Folgende Bausteine und inhaltliche Komponenten solltest du in deinem Functional Training immer berücksichtigen (in jeder Trainingseinheit):

  • mindestens eine Übung für Beine bzw. den Unterkörper (aber eher 2 – 3)

  • mindestens eine Fortbewegungsübung (wie z-B. Laufen / Gehen / Krabbeln, Rollen, Hüpfen und Springen, Sprinten: ggfs. aber auch Schwimmen oder Radfahren)

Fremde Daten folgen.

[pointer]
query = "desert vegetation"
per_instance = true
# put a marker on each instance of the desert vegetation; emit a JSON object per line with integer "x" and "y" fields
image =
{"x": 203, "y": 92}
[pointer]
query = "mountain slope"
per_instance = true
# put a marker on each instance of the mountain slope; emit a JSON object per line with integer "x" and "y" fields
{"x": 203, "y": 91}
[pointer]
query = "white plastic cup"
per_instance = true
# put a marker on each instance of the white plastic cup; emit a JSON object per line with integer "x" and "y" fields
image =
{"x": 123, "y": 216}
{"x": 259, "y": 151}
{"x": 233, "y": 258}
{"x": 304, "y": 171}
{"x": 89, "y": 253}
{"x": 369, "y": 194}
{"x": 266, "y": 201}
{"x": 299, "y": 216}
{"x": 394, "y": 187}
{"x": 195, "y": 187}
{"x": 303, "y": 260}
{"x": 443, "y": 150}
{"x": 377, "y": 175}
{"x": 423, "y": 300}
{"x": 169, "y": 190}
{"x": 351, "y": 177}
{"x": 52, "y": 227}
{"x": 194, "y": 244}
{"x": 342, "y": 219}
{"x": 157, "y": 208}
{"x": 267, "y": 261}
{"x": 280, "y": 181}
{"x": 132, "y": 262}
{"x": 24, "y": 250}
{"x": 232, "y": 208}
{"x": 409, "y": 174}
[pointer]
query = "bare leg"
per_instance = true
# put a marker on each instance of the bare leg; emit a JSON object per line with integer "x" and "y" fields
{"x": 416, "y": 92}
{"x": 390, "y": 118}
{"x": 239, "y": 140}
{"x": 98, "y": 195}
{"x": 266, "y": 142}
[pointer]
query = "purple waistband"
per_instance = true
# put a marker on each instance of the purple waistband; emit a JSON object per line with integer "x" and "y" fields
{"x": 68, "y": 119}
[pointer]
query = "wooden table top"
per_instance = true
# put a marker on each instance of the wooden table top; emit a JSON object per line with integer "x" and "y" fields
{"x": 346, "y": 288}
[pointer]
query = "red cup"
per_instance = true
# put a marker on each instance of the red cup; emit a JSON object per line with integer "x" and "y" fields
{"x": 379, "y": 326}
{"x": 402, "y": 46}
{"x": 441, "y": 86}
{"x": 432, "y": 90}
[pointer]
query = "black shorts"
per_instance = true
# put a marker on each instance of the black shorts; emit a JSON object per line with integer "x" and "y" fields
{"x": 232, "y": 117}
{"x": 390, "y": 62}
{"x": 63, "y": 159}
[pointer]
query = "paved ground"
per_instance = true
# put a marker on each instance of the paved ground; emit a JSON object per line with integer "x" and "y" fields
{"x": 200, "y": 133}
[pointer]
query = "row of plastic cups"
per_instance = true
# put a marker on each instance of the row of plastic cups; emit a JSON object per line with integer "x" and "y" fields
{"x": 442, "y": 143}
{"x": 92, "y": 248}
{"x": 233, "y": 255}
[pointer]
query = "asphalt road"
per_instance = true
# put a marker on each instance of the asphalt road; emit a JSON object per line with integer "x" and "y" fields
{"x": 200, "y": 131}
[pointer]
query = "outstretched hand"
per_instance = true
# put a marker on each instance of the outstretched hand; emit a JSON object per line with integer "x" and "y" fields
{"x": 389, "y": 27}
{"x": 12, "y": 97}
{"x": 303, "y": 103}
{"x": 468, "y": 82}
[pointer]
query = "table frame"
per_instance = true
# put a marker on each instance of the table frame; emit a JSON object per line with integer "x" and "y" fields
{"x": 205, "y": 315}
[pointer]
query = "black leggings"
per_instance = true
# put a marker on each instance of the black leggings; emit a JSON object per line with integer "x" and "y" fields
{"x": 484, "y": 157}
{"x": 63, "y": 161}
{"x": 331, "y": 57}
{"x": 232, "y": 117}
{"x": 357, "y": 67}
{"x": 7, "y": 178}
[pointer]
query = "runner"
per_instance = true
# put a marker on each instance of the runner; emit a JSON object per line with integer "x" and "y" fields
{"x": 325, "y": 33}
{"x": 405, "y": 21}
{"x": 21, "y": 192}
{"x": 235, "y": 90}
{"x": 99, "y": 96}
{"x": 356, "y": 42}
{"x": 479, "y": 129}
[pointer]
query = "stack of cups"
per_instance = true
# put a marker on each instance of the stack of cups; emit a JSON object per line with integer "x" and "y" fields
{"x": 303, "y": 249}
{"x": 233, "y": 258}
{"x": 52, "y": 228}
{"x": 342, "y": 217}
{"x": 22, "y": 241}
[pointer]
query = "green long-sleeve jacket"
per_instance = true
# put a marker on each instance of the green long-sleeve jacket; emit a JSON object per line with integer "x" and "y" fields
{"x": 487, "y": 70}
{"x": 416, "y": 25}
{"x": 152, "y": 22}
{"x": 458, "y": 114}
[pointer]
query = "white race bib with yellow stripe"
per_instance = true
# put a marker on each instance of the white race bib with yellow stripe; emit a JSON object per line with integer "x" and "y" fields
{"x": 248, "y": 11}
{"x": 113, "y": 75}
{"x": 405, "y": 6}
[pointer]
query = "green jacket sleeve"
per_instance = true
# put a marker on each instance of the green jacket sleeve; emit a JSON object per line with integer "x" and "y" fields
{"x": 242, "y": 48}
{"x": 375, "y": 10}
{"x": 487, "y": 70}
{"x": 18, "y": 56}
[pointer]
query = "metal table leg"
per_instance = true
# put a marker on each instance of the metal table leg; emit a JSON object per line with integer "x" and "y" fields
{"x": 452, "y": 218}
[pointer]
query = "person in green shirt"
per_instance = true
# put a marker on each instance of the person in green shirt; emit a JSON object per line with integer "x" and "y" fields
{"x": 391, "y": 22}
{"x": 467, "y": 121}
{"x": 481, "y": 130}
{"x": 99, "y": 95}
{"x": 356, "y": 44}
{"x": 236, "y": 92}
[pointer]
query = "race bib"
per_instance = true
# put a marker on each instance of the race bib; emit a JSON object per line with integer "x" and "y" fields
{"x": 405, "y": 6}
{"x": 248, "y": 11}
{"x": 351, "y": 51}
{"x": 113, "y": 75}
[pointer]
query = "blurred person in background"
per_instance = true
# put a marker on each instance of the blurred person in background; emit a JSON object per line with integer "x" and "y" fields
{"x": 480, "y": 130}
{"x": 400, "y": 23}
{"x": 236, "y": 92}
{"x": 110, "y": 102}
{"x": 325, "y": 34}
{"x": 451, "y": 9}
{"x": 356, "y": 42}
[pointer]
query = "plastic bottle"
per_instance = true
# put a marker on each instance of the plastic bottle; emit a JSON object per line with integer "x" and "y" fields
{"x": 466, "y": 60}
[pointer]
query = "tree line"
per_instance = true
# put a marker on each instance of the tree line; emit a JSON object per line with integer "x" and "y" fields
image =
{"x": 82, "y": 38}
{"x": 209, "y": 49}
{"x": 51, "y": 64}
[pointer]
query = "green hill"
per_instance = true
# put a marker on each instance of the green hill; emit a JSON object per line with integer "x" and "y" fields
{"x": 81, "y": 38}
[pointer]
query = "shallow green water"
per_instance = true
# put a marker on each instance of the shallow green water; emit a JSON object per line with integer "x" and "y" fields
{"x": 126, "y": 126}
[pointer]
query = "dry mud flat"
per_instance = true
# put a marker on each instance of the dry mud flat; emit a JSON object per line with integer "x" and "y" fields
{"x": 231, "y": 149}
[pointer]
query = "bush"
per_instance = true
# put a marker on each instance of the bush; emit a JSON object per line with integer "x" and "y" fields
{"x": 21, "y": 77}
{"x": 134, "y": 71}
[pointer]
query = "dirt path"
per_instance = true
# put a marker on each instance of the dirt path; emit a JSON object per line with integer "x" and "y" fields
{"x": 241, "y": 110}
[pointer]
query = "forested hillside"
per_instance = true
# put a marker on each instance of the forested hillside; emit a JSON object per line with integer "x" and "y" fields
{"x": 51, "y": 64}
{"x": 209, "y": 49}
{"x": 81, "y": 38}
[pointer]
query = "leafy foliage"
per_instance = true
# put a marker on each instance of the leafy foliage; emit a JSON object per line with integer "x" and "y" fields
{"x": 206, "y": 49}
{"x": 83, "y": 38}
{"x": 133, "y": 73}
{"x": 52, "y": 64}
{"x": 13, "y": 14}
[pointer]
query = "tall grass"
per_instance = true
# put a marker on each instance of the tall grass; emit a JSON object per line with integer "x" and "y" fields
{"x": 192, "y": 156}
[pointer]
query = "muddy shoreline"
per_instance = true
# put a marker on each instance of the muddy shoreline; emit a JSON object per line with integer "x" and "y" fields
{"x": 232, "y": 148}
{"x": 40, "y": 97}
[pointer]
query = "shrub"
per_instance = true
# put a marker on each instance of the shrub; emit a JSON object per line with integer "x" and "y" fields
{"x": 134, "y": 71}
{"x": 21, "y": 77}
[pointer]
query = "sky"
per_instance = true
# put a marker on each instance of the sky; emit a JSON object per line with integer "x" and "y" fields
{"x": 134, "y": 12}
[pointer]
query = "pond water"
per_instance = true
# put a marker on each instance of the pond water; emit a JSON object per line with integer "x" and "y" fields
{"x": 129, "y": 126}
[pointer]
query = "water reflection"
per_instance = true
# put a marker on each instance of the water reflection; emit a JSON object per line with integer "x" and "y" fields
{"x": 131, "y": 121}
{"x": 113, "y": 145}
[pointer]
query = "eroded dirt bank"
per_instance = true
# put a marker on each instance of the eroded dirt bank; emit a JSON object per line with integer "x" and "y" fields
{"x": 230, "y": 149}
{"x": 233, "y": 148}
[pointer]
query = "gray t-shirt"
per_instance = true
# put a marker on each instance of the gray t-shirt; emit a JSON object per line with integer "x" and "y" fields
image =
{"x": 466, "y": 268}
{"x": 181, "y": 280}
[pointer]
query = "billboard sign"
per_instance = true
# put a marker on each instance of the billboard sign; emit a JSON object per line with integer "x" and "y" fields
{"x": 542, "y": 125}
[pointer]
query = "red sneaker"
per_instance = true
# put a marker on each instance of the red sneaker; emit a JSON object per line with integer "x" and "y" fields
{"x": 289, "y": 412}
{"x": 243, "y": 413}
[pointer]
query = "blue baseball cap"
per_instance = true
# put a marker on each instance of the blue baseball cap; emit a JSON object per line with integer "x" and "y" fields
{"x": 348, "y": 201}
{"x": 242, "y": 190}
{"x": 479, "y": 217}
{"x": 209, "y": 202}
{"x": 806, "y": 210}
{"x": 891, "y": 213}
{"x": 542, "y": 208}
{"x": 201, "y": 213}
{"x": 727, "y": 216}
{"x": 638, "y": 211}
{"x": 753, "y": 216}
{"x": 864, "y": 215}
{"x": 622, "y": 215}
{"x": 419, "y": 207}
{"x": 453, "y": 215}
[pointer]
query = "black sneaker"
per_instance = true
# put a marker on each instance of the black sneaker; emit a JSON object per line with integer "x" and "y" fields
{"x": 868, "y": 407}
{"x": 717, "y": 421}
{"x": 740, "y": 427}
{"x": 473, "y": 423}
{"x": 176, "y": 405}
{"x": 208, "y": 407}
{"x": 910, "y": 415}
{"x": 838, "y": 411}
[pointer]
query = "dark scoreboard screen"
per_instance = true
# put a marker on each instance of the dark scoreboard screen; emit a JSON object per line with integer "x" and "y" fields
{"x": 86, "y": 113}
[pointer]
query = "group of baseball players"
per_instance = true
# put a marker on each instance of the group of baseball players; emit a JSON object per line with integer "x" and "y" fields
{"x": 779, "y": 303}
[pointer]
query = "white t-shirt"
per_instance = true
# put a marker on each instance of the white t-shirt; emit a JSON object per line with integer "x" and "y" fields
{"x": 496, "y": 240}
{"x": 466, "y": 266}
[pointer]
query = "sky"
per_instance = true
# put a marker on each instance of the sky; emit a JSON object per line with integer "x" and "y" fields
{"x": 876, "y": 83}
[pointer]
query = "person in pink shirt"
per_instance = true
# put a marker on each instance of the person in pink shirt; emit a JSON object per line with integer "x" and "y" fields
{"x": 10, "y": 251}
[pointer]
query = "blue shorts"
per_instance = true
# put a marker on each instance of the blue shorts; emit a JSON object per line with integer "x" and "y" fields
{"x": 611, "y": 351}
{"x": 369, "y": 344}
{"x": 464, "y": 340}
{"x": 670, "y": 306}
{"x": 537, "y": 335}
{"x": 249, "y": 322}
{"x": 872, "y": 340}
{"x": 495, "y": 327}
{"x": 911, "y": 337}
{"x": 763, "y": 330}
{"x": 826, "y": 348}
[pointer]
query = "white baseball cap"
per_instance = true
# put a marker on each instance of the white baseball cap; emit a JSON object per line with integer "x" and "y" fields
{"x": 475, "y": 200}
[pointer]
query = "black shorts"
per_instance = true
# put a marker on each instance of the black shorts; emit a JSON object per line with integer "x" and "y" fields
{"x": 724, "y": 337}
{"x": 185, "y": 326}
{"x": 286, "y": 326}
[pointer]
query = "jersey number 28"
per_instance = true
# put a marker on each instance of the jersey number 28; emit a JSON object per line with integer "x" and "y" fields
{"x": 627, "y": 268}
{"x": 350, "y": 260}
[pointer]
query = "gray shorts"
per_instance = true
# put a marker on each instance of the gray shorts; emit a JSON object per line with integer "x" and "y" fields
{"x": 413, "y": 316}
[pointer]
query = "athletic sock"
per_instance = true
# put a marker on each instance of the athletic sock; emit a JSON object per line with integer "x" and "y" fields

  • eine Rotationsübung (z.B. Oberkörperotation im Ausfallschritt)

  • eine Anti-Rotationsübung (z.B. einarmiger Liegestütz – das Ziel einer Anti-Rotationsübung ist es, ausreichend Stabilität zu entwickeln, damit der Körper der Rotation widerstehen kann. Auch mit der Standwaage kannst du Anti-Rotation und somit Stabilität trainieren).

  • eine Oberkörper-Drückübung (z.B. Liegestützvarianten oder Press-Varianten mit Langhantel)

  • eine Oberkörper-Zugübung (z.B. Klimmzug-Varianten)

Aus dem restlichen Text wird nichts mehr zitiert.